ONE family buried a son over his grandfather. Another bundled up the tiny bodies of three young cousins and lowered them into the grave of a long-dead aunt. A man was laid to rest with his brother.
More than two weeks into the Israeli offensive that has now killed more than 1,000 Palestinians, Gazans are struggling to find places to bury their dead.

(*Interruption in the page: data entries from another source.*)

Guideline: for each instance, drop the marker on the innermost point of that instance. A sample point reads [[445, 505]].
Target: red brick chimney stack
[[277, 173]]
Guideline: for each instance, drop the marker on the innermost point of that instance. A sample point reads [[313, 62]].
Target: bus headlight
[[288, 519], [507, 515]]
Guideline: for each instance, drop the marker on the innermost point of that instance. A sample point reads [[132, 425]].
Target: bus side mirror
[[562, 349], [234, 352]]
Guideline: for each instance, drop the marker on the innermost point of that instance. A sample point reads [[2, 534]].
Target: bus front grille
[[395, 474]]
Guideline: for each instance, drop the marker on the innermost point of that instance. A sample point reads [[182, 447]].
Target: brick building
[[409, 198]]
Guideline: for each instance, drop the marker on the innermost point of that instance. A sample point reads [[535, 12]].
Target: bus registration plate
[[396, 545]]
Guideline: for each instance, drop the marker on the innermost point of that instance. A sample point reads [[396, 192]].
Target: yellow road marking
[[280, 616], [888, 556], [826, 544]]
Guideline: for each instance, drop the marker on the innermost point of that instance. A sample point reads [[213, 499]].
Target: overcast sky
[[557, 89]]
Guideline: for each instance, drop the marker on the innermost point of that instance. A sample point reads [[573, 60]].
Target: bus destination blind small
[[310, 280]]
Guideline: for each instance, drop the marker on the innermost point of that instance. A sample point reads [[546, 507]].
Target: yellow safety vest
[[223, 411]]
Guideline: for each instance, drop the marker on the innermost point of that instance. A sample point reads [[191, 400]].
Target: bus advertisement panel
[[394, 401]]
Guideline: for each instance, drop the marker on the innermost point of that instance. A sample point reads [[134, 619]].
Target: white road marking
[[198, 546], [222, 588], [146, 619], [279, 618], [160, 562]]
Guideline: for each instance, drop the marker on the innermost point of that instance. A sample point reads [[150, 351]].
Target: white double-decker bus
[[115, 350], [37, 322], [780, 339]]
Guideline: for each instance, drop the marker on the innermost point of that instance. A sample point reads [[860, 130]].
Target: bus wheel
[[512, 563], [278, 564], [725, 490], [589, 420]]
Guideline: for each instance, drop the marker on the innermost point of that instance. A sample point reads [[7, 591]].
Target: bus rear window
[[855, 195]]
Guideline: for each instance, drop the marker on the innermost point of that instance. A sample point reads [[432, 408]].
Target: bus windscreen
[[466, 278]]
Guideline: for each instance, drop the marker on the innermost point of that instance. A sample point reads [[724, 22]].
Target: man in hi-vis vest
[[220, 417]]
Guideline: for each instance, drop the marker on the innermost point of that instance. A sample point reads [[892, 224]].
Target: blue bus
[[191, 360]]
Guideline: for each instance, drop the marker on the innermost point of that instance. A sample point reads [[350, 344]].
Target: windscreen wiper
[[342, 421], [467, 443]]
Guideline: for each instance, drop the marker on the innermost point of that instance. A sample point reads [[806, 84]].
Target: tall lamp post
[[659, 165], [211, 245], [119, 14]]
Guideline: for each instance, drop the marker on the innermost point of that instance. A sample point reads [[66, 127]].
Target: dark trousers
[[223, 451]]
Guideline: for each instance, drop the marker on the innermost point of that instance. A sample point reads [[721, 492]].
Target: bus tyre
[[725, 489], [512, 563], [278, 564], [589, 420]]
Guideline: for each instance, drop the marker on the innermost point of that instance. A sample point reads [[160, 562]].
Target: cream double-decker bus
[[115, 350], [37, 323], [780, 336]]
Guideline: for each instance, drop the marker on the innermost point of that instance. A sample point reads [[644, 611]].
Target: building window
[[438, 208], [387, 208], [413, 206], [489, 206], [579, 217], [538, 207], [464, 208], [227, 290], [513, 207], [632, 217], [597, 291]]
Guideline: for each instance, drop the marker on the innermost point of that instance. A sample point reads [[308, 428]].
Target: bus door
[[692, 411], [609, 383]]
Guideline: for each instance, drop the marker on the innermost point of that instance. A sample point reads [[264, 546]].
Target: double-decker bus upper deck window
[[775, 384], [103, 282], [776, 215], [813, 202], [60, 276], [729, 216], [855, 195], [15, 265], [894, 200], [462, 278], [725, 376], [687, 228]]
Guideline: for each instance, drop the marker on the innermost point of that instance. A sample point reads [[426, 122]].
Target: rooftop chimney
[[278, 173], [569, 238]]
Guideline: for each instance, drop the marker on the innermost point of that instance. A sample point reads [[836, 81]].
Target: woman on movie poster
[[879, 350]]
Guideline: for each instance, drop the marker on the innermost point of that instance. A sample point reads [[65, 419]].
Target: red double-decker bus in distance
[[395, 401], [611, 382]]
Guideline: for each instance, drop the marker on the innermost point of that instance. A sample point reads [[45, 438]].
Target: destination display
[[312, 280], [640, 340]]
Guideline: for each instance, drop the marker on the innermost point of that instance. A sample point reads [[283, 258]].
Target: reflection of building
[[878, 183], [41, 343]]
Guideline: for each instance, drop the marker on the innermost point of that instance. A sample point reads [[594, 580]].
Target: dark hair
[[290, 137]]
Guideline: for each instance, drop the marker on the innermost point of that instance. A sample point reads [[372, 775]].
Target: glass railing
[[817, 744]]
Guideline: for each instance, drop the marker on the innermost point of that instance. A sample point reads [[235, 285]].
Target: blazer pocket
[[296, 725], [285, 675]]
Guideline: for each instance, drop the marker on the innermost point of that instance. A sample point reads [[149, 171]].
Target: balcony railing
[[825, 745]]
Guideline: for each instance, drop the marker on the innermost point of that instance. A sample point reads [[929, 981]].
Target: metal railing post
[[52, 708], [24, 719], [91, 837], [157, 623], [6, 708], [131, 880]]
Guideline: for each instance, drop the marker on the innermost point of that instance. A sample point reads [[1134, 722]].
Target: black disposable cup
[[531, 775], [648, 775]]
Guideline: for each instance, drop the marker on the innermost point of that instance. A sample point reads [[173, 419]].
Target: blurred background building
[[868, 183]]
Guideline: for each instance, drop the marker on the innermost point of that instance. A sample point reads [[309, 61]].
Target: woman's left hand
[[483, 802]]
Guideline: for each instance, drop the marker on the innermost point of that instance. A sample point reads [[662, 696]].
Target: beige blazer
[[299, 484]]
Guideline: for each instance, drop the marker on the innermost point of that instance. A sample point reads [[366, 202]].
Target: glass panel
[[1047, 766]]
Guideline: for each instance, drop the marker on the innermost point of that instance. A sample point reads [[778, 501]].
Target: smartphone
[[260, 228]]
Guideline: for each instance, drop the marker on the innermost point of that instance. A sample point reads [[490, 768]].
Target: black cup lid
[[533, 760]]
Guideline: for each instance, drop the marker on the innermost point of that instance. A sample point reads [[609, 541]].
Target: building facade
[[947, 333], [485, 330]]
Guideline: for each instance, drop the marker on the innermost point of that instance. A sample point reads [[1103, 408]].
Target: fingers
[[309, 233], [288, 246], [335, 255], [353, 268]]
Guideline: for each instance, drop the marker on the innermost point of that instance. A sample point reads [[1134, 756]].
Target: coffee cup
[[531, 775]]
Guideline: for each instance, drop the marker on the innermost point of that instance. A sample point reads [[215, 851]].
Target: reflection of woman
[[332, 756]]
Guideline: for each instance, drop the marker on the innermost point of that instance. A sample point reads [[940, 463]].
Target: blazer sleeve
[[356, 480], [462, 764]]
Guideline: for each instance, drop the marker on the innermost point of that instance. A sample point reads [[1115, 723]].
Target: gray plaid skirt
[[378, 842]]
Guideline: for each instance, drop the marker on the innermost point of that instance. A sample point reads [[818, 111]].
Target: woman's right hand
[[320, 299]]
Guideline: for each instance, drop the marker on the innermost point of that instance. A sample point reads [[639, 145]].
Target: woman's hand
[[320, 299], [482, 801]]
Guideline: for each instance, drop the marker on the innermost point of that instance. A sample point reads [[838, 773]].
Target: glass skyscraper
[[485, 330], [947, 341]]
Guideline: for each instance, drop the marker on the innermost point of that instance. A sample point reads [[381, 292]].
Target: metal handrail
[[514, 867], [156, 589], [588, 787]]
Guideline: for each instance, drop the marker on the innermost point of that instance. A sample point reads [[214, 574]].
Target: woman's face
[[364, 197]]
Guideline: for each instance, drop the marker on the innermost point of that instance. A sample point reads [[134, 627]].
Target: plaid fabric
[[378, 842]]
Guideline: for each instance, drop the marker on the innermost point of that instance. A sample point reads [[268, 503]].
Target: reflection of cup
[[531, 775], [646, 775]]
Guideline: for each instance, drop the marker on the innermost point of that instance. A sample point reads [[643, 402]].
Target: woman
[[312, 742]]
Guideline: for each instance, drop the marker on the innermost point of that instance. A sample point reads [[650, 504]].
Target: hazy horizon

Cemeteries that were closed to new burials have reopened, and residents pry open graves of re
latives to cram in the newly dead. Yesterday, an Israeli jet fighter bombed one of those graveyards – the packed Sheikh Radwan cemetery in Gaza City, sending body parts flying on to houses and blasting craters into the graveyard. "Gaza is all a graveyard," said Salman Omar, a gravedigger.
After the bombing, residents collected charred body parts and placed them back into the crater that was all that remained of 30 graves. The area smelled of rotting and charred flesh, residents said. "There was flesh on the roofs, there were bits of intestines. My neighbour found a hand of a woman who died a long time ago; we put it all into a plastic bag," said Ahmad Abu Jarbou, a resident. As he left his house to see what had happened, he realised he was stepping on bits of flesh, he said.
The Israeli army said the strike targeted a weapons storeroom adjacent to the cemetery, and a separate strike targeted a spot from which rockets are often launched. The damage caused to the cemetery was either from secondary explosions from the storeroom or from the force of the blast, the army claimed.